Shares in Royal Bank of Scotland Group (LON:RBS) have fallen deep into the red in today’s session, as the UK government moved to trim its stake in the bailed-out lender. The move came after the company recently reached a settlement with the US Department of Justice over mis-sold mortgage-backed securities in the run-up to the financial crisis.
As of 08:31 BST, RBS’ share price had given up 3.35 percent to 271.50p, underperforming the broader UK market, with the benchmark FTSE 100 index currently standing 0.04 percent lower at 7,737.96 points. The group’s shares have added about 4.5 percent to their value over the past year, as compared with a near three-percent gain in the Footsie.
Government trims stake in RBS
UK Government Investments (UKGI), the body which manages the taxpayer’s stake in RBS, announced in a statement this morning that it had completed the disposal of part of the Treasury’s holding in the lender. The disposal reduces the taxpayer’s stake in the bailed-out group from 70.1 percent to 62.4 percent.
UKGI said that the stake was offloaded at 271p per share, resulting in proceeds of £2.5 billion.

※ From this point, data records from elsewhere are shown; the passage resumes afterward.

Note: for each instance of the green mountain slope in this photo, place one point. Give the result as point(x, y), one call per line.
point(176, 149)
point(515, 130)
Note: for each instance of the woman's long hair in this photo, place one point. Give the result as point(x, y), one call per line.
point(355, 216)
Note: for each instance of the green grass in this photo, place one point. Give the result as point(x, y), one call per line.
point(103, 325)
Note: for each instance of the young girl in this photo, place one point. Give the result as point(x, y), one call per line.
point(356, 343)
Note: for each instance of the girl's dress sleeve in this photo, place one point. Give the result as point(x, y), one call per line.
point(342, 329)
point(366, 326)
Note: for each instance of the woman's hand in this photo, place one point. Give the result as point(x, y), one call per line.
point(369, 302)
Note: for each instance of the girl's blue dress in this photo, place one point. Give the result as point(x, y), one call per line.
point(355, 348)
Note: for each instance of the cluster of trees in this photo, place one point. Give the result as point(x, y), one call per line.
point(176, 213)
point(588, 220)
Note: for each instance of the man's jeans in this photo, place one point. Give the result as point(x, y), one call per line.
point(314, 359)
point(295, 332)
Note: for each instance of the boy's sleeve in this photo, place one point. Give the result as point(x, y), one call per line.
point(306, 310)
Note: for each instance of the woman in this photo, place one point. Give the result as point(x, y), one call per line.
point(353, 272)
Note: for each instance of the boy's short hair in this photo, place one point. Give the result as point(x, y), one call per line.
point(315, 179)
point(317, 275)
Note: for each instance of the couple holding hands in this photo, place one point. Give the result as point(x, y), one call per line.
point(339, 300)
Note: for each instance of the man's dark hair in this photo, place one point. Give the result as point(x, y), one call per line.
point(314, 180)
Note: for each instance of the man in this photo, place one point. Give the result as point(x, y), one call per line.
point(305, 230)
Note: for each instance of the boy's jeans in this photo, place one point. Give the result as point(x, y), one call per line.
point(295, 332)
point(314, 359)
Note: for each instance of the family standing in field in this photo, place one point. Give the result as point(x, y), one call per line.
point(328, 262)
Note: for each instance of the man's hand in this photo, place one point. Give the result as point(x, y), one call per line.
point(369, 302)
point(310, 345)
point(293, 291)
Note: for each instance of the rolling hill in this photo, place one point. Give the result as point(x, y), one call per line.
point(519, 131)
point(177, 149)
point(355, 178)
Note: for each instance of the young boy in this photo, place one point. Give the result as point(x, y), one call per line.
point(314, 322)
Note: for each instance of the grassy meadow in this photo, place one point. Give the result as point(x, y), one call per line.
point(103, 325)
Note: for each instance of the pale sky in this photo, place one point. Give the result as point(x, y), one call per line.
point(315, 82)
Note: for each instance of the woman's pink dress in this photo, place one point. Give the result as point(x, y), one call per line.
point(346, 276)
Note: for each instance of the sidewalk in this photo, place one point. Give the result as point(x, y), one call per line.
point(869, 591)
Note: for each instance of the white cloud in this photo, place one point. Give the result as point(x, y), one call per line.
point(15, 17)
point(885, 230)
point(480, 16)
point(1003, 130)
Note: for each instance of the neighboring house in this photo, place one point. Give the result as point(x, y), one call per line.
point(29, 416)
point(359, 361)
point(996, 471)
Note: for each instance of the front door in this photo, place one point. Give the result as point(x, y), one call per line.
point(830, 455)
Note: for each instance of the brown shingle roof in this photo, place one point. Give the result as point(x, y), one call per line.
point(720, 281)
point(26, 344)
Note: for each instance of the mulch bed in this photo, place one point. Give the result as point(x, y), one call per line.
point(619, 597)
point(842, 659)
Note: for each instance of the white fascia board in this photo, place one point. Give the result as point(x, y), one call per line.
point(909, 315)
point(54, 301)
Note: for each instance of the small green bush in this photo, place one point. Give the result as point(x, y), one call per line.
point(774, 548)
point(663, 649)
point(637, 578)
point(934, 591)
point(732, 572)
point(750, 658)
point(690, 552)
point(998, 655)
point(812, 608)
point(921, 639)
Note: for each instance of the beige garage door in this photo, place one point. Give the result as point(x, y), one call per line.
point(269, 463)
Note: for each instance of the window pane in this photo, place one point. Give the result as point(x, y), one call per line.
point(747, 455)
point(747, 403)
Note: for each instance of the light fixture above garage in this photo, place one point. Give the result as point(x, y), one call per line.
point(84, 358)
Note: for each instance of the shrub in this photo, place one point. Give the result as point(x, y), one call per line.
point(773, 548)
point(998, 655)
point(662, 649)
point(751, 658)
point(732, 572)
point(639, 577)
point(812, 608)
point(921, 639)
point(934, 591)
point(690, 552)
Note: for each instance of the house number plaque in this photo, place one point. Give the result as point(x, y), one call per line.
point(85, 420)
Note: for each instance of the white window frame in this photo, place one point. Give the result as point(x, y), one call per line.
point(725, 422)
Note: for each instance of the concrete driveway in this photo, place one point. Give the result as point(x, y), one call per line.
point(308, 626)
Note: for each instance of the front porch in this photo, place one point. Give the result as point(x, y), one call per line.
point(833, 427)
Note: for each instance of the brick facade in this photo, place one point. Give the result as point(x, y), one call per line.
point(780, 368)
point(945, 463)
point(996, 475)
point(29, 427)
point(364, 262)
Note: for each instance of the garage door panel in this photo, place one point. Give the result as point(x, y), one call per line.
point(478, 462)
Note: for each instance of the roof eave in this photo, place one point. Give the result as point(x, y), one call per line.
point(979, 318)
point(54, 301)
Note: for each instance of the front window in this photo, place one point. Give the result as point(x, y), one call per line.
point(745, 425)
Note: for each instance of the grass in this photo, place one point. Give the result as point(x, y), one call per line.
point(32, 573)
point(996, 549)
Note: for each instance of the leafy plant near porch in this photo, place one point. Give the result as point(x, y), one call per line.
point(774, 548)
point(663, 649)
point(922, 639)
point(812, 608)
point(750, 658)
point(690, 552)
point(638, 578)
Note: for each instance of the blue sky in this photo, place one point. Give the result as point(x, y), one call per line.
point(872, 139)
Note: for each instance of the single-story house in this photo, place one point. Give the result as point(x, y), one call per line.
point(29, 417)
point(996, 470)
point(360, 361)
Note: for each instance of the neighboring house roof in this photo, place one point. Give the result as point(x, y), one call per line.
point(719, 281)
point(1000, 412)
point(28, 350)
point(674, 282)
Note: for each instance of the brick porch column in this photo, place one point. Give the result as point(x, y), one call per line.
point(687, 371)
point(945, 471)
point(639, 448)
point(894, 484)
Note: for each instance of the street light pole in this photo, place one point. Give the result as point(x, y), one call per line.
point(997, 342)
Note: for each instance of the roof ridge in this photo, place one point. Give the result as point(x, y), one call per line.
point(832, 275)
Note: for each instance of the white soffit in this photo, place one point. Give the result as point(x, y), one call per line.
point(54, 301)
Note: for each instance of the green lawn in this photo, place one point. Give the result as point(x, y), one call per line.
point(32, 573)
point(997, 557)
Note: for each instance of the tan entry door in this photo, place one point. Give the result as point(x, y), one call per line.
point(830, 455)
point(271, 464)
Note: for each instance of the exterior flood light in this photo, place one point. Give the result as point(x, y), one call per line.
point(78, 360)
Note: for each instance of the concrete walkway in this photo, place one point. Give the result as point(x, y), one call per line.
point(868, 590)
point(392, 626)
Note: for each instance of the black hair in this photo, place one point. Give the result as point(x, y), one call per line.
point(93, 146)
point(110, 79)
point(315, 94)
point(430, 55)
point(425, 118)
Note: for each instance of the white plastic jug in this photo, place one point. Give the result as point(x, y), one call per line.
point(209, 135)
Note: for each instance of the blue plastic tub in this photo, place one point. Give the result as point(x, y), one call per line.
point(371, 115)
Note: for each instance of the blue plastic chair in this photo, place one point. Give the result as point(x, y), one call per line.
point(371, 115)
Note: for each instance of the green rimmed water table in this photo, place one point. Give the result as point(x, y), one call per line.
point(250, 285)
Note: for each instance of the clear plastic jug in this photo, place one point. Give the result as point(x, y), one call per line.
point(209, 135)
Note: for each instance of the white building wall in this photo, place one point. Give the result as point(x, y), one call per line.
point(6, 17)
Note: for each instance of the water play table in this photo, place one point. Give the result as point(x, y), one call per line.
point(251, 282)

The share sale, however, will generate a hefty loss for the taxpayer, with the government having bought its majority stake in the group at 502p per share in autumn 2008.
Reaction to RBS sale
“Few argue the RBS bailout was necessary to maintain financial stability, but the cost of that intervention is now starting to emerge,” said Laith Khalaf, senior analyst at Hargreaves Lansdown, as quoted by Reuters. “As a business RBS remains a work in progress, and consequently an investment for recovery investors with a long term investment horizon.”
The Guardian meanwhile quoted John McDonnell, the shadow chancellor, as saying that there was “no economic justification for this sell-off of RBS shares”.
“There should be no sales of RBS shares, full stop,” he continued. “But particularly with such a large loss to the taxpayers who bailed out the bank.”